The following morning, when he arrived at the cemetery, he saw a long line of cars. “I thought, Oh, no, there’s another funeral,” he said. “I don’t know where it is. I don’t know where Eddie’s plot is.”
He stopped some people and asked whose funeral they were attending. They said, “Mr. Ford.”
Newman realized the traffic jam was for his friend, the one he thought might be buried almost alone. He had to drive far down the road to find a parking spot.
“By the time I walked up there, I found 200 people waiting there in a circle,” he said. It was so cold that everyone had hats and hoods and scarves covering their faces. Newman could hardly make out people’s faces as he eulogized Ford and gave him a proper Jewish burial. “All I saw was hundreds of pairs of eyes,” he said. But he did spot telltale signs of who were behind the coats and scarves. “I saw some beards, so I knew there were religious people, and I saw some nose rings, so I knew there were some cool people,” said Newman, 63. Newman, a hedge fund manager, said he was overwhelmed by the collective gesture.
“There was so much purity,” Newman said. “There was no recognition, no way to get paid back. I’m not a mushy guy, but I went home and cried for an hour.”
He posted on Facebook again, telling the story of the day:
“I am in tears just thinking about how humbling and awesome it is to be part of the Jewish People who on very short notice; would drop everything, leave whatever they were planning on doing, drive a long distance, to stand outside in an open field, on a super freezing, blowing, windy day to escort a sweet, little Jew from Budapest, who was unknown to almost all them, on his final journey.”
He said two of Ford’s relatives were there, a nephew and a brother. Newman said he did not know much about either man. He added that as people advance in age, many have already buried most of their friends. “Eddie was 85; he was the last man standing,” Newman said.

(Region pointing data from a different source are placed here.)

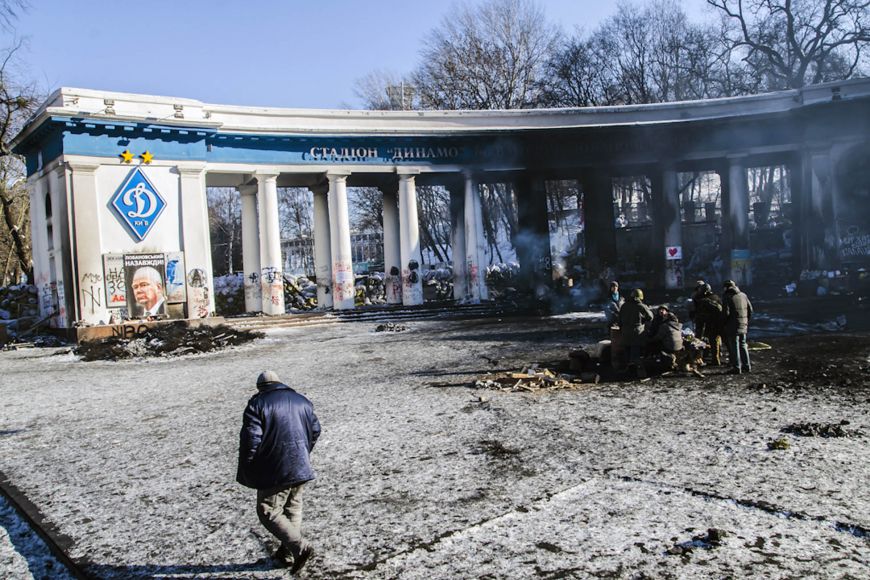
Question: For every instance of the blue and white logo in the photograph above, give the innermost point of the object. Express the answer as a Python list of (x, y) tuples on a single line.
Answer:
[(138, 204)]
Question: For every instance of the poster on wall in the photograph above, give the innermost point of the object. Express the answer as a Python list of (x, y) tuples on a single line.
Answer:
[(145, 276), (116, 283), (741, 267), (176, 288)]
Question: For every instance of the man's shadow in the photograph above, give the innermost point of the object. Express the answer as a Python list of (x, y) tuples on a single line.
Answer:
[(42, 563), (242, 570)]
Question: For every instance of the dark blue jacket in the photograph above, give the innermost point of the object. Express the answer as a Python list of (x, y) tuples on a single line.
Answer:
[(278, 432)]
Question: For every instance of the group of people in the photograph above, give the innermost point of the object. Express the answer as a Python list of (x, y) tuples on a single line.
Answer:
[(280, 428), (715, 318)]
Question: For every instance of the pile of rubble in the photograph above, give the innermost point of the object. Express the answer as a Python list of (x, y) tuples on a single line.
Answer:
[(534, 379), (390, 327), (300, 293), (173, 339), (821, 430), (18, 301)]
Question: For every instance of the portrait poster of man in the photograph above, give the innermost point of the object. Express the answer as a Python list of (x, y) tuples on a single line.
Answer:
[(146, 285)]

Ford told him his life story during their Friday visits: Ford was six when the war broke out in Hungary. He was taken from his parents in Budapest and put in hiding with a family who kept him until the war was over. Because the family was Christian, he did not learn Jewish rituals and customs. Ford’s father perished.
After the war, Ford reconnected with his mother and brother he barely knew, and they moved to Toronto when Ford was 16. He worked as a handyman and performed singing and comedy acts in nightclubs. He was married and divorced. Ford lovingly cared for his mother when she became sick and died years ago, Newman said, adding that Ford never mentioned he had a brother who was still alive. Newman said Ford had a big personality and loved to sing and tell stories.
He said he always looked forward to his weekly visits with Ford. “No one should die alone,” Newman said. “No one should be alone while they’re alive. We have to find the elderly and visit them.” He said this experience has reinforced his idea that “one act of goodness leads to another. “This is the best of humanity,” he said.
Do you know there is a Midrashic text that says God wear’s tefillin? And the rabbis ask: what could be written in God’s tefillin? And they answer: Who is like you amongst the nations of the world?”
I always want to be careful when I speak of our particularity and unique qualities. But sometimes, with humility, I realize that to be a part of our people is to inherit an extraordinary system of values that enable us to elevate the essence of the living spirit and soul. And perhaps it is here, in the face of the dying and the dead, that we realize it best. You know the Midrash of Jacob’s son – Shema Yisrael.
Eddie Ford is no longer. We know little about his life. But he inherited responsibility, the connection to covenant. We learn that his death enabled us to experience the transcendence of being a Jew. We must remember moments like this, remind ourselves and teach our children well.
In these days when death is being cheapened and neglected, we must always remember it is the ultimate teacher of a meaningful life.
Vayechi. And Jacob lives. May it be said about each one of us when we reach our final days.